Boiseries linguistiques, ou parler (vrai) pour ne rien dire, par d'autres
Le délégué syndical : Camarades !
Le maire : Mes chers administrés ...
Le conseiller général : Chers concitoyens, mes amis ...
Le ministre : Mesdames et messieurs les journalistes …
Le président : Je vais vous dire, moi :
Le délégué syndical : Le patronat veut encore notre tête, veut encore notre travail, veut encore nous sacrifier au Grand Capital ! Nous avons trouvé une note, camarades, une note qu’il voulait garder secrète, une note qui va à l’encontre des promesses de la dernière réunion du C.E. On délocalise, on dégraisse, on étête, on écarte, on sacrifie, laissant mourir de faim une famille française pour mieux sous-payer un asiatique !
Le maire : C’est avec une joie sans pareille que moi, Hubert Chamoulot, maire de notre riante Chambreville-sur-Yvette, suis en mesure de vous annoncer aujourd’hui qu’aucun licenciement ne touchera l’usine équipementière des « Selleries de France » adjacente à la commune.
Le conseiller général : Je me tiens ici devant vous, le regard droit et le verbe ferme, afin de vous assurer que notre région ne faillira pas à sa tradition de respect du labeur.
Le ministre : Le gouvernement tient à assurer les salariés des « Selleries de France » et leur direction de son intérêt le plus vif dans la résolution de ce conflit. En ces temps où l’économie est en cours de restructuration, le pays ne peut se permettre de voir ses forces vives sacrifiées à un marché global.

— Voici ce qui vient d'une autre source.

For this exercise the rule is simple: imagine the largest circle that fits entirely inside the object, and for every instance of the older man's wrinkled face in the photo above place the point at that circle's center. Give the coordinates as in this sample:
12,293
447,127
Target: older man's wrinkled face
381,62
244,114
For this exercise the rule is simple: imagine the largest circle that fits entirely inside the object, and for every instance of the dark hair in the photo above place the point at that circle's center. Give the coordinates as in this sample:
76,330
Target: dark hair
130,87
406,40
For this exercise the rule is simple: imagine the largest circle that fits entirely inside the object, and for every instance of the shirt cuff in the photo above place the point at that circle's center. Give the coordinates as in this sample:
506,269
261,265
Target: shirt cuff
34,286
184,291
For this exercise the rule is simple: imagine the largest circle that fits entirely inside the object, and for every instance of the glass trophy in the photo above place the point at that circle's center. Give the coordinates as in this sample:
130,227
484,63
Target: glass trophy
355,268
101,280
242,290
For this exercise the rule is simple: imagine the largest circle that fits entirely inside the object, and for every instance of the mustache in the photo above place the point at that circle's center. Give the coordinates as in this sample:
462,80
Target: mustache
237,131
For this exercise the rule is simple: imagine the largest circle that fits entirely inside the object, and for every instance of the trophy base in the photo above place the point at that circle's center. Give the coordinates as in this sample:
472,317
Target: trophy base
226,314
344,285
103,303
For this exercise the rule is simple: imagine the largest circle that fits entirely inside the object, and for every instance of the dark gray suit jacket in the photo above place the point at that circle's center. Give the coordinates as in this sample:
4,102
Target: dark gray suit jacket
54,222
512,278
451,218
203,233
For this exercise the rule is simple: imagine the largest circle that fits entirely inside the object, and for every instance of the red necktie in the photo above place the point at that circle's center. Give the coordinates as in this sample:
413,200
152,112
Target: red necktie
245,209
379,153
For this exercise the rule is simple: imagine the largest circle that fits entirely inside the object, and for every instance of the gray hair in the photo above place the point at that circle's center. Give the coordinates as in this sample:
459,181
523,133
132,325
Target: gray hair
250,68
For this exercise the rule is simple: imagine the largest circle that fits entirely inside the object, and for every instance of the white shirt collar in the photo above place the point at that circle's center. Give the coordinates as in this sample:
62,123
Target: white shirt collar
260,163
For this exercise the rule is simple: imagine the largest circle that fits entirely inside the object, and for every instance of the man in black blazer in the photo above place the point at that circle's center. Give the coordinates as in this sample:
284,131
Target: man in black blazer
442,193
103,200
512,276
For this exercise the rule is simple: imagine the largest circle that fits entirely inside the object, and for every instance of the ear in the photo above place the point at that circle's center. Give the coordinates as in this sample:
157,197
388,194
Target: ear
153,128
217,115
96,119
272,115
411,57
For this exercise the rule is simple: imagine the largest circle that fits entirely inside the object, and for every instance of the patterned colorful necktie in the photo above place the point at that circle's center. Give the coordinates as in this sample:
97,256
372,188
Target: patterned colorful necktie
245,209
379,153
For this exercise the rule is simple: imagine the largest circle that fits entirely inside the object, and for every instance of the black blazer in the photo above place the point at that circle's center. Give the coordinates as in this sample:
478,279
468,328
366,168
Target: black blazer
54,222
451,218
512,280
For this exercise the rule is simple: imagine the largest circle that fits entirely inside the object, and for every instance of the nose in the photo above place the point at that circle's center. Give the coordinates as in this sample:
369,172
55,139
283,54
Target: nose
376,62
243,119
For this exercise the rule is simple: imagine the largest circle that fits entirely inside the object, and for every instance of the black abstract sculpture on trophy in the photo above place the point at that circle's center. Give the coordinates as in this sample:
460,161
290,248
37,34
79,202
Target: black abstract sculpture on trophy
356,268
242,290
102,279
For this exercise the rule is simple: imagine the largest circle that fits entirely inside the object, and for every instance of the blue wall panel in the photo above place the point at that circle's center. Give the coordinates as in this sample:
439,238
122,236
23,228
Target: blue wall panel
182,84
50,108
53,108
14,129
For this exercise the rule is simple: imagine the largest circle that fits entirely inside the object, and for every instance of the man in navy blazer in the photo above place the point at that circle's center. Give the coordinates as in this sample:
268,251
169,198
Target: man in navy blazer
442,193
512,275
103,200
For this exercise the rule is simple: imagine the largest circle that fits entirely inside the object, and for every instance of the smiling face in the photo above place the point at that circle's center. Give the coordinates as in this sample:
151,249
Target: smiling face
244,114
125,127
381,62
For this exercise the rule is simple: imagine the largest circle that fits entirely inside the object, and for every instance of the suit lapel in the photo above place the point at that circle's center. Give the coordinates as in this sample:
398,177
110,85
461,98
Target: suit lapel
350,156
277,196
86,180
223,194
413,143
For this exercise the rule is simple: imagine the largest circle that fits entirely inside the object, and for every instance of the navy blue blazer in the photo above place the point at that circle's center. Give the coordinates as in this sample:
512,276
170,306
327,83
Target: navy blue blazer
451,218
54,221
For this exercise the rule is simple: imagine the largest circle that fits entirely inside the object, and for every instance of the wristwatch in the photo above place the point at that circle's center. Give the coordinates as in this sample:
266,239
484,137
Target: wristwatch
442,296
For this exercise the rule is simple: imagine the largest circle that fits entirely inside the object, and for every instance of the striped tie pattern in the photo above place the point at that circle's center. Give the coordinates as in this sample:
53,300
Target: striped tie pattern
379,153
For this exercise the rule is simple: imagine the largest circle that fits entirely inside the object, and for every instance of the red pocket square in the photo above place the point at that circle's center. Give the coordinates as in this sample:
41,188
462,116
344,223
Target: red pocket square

Le président : Il est IN-TO-LE-RA-BLE que dans un pays comme le nôtre, que dans un pays comme la France, il est IN-TO-LE-RA-BLE, vous dis-je, que des travailleurs soient privés de leur outil par des patrons peu scrupuleux. Nous sommes dans un pays de LIBERTE, mais également dans un pays de DEVOIR, un pays où on ne peut faire ce que l’on veut sans avoir de COMPTE à rendre.
Le délégué syndical : Allons-nous rester sans réagir ? Allons-nous laisser le patronat nous dicter sa volonté ? Allons-nous laisser les séides du Grand Capital nous condamner à la misère ?
Le maire : La direction du groupe « Selleries de France » m’a en effet assuré que les engagements de production pris avec leurs confrères chinois ne relevaient nullement de délocalisation, mais bien d’une stratégie d’expansion à l’internationale, profitable à tous et chacun, à commencer par notre bien-aimée Chambreville–sur-Yvette.
Le conseiller général : La direction du groupe « Selleries de France » a fait l’erreur de croire que nous la laisserions disposer à sa guise de l’avenir de nos concitoyens et de la prospérité de notre riante région, nous nous employons à lui faire corriger cette erreur.
Le ministre : C’est pourquoi, nous offrons aux deux parties la médiation du gouvernement afin que tous puissent se retrouver autour d’une table commune et travailler ensemble à la relance de l’activité, par le biais d’un accord consensuel, qui ne prive ni les ouvriers de leur outil de travail, ni la direction de sa liberté d’entreprendre.
Le président : Et sachez que je me rendrai PER-SON-NEL’MENT sur le site de l’usine pour témoigner de mon soutien TOTAL, en tant que FRANCAIS et en tant que président de la REPUBLIQUE française, à ces ouvriers, qu’ils sachent que je les COMPRENDS et partage leur peine.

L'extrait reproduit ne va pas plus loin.